New technology and the new sport of Association Football just seemed to go together in the last years of the nineteenth century. Not only was the modern game as we know it born in amongst cutting-edge manufacturing and mining in the English and Scottish industrial urban towns, not only did the arrival of telegraph, telephone and railway make a modern league system possible, not only did improvements in printing and papermaking enable the pink and green ‘uns, but new ideas used the game to show themselves off to a wider world.
1878 was the year of Swan’s patent for the incandescent light bulb. Although that was the realistic starting point of modern electric lighting, Swan was famously not the only researcher on the case – one occasionally hears Edison’s name in this connection – and public experiments and demonstrations went on all the time.
The 1870s was also the decade in which the new football clubs, especially the pioneers in Sheffield, were discovering themselves as a source of revenue from their paying spectators. Football being a winter game, even the fresh availability of Saturday afternoon wasn’t the perfect answer to the problem of getting the biggest possible crowd. In November, December and January, in foggy, smoky cities, a 3 o’clock kickoff, timed to give men the chance for a post-work meal and drink before making it to the ground, was often too late, darkness closing in well before five. (We’ve looked at this issue here before, and found evidence of 2pm and 2.30pm kickoffs aplenty as late as the 1950s).
There was every reason, therefore, for clubs to experiment with artificial lighting. What impresses is just how well they got on, how early, and how well the businesses behind the lighting experiments took their opportunities.
The first floodlit match we know about took place on the 14th October 1878 at Bramall Lane, Sheffield, between teams selected by the Sheffield Football Association from local sides. Football in Sheffield in the 1870s was far further developed towards a recognisable modern form than elsewhere, and the city was a logical choice for the first attempt. This was followed by a poorly-received floodlit match at the Kennington Oval, and then something more interesting at the Powderhall Grounds in Edinburgh on November 11th.
The interest in the Edinburgh match lies in the choice of teams. One was a select Edinburgh FA XI. The other team was Hibs.
Hibernian have always been an Irish team. What that meant for them in 1870s Edinburgh was what it meant for all of the relatively poor Irish community, which clustered around the cheap, insanitary Cowgate and Grassmarket : prejudice and isolation. Hibs had their start from an inspirational, hardworking Irish Catholic priest, but even the best of men from that background had trouble receiving acceptance from the local sporting bodies, who were keen to remain Protestant monopolies.
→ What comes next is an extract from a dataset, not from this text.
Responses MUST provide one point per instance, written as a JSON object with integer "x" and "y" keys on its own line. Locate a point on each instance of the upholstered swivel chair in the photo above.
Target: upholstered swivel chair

Neither the Scottish FA, nor the Edinburgh FA wanted to know, during Hibs’ hard early days, and actual fixtures proved hard to arrange.
So a match against an Edinburgh FA XI represented a real advance, and an opportunity to break out of an imposed ghetto situation. How this was arranged, and how the London lighting company E. Patterson got involved, isn’t clear. But Hibs’ breakthrough happened under the lights.
Five lights altogether: three at the west end of the ground, and two at the east, reckoned to total 6,000 candles altogether. Forty years to the day before the armistice to end World War One, at 7.30 pm, Hibernians ventured into the spotlight in front of 500 people who’d braved the dark, the cold and a snowstorm to see them take on the Edinburgh XI. That the lights proved to work was a sign that Hibs luck was changing: their 3-0 victory was another.
One light at each end would fail as the game progressed, but the others proved up to the task. In the 1890s, West Ham (as Thames Ironworks) would test floodlighting almost to destruction, and they whitewashed the ball periodically to keep it visible. Did Hibs? In a snowstorm? Probably not..
When the Football League was founded, ten years later, the potential for floodlighting evening matches was known, and rejected only on grounds of its perceived unreliability and the pressing need to ensure that games would be completed. FA and League cultural and technological conservatism wouldn’t really set in until after World War I. So one has to wonder: had Swan and his fellow pioneers arrived just ten years earlier, would league football have been – as Speedway became during the interwar years – an evening mass audience sport, not an afternoon one? Would we still have had to wait until the Busby and Cullis era for floodlit games to become accepted?
The link between football and new technology seems to break in 1914-18. But then, footballing innovation tout court seemed to go the way of the Footballers’ Batallion, Herbert Chapman and a few stadium enlargements aside. Whereas moving pictures seized on football immediately – one of the first clips taken in the UK shows West Brom playing Blackburn – the earliest colour film of the game is late enough to show a 1940s wartime match at Burnley. Radio took an interest, sure, but only in the face of FA and League suspicion and mean-spirited reluctance (in the immediate aftermath of war, the lack of radio commentary to entertain recuperating soldiers caused considerable bad feeling). Television didn’t commence proper regular coverage until the mid-1960s.